Alice Echolsthe author of a biography of Janis Joplin, said that Thornton could sing in a "pretty voice" but did not want to. Thornton said, "My singing comes from my experience My own experience. I can't read music, but I know what I'm singing! I don't sing like nobody but myself. Her style was heavily influenced by gospel music that she listened to growing up at the home of a preacher, though her genre could be described as blues.
That's why when I do a song by Jimmy Reed or somebody, I have my own way of singing it. Because I don't want to be Jimmy Reed, I want to be me. I like to put myself into whatever I'm doin' so I can feel it". Scholars such as Maureen Mahon have praised Thornton for subverting traditional roles of African-American women.

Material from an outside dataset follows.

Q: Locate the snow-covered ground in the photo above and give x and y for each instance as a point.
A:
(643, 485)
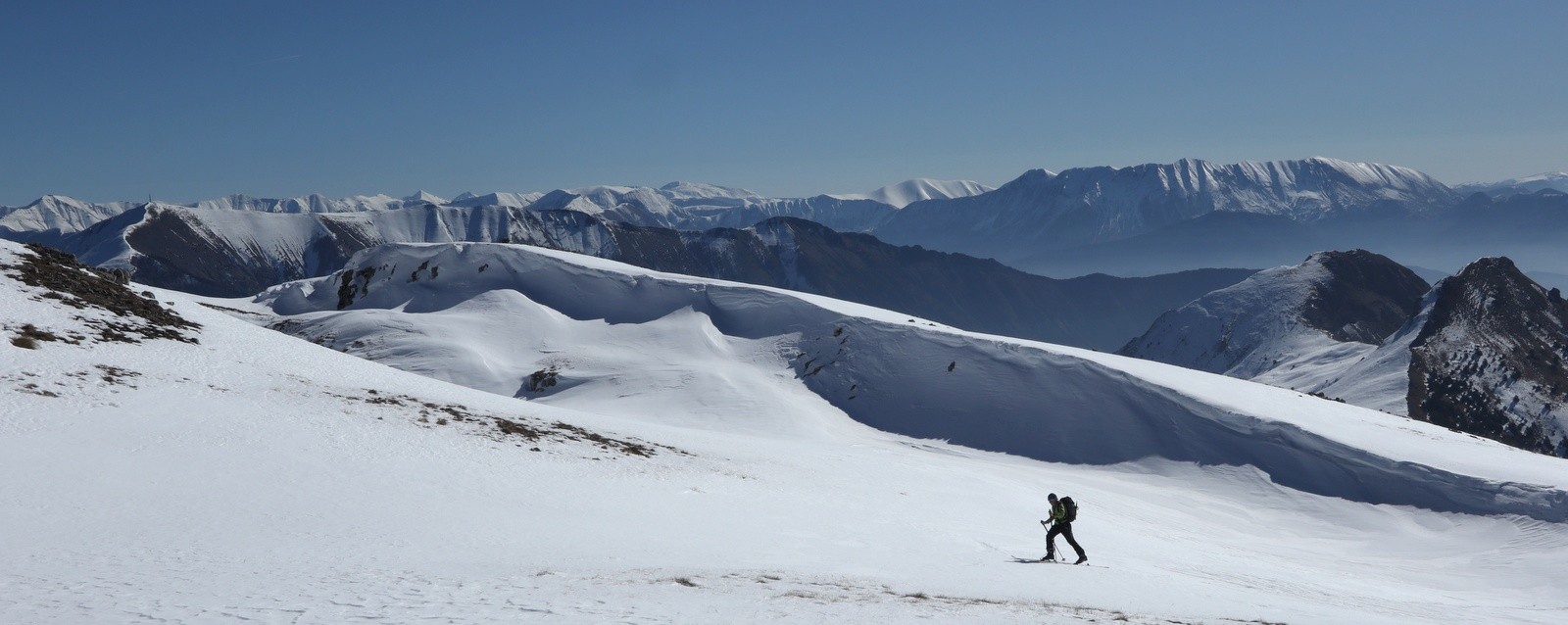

This transgression was an integral part of her performance and stage persona. Her vocal sound and style of delivery are key parts of her style and O Mama - Michael Turner - Tribal Rock recognizable in Presley's and Joplin's work. During her career, Thornton was nominated for the Blues Music Awards six times. Thornton did not receive compensation for her song, but Joplin gave her the recognition she deserved by having Thornton open for her.
Joplin found her singing voice through Thornton, who praised Joplin's version of "Ball 'n' Chain", saying, "That girl feels like I do. The lack of appreciation she received for "Hound Dog" and "Ball 'n' Chain" as they became popular hits is representative of the lack of recognition she received during her career as a whole.
Many critics argue that Thornton's lack of recognition in the music industry is a reflection of an era of racial segregation in the United Statesboth physically and in the music industry. Inthe nonprofit Willie Mae Rock Camp for Girls, named for Thornton, was founded to offer a musical education to girls from ages eight to eighteen. From Wikipedia, the free encyclopedia. American rhythm and blues singer and songwriter. Biography portal. University of North Carolina Press. Retrieved 10 December Dubai: Carlton Books.
Retrieved Archived from the original on December 21, Retrieved June 2, Retrieved October 7, Basic Civitas Books. Seattle: Seal Press. New York: Random House. Part 1" audio. Pop Chronicles. University of North Texas Libraries. Backbeat Books. The Billboard Book of Number 1 Hits. Billboard Books.
The Big Book of Blues. New York Times. African American Review. New York: Thunder's Mouth. Portland Center Stage. The New York Times. Retrieved 28 June Categories : births deaths 20th-century American drummers 20th-century American singers 20th-century American women singers African-American female singers Alcohol-related deaths in California American blues drummers American blues harmonica players American blues singers American female drummers American rhythm and blues singers Burials at Inglewood Park Cemetery Musicians from Montgomery, Alabama People from Dale County, Alabama Texas Rear View - Wyclef Jean - JOuvert musicians Vanguard Records artists West Coast blues musicians.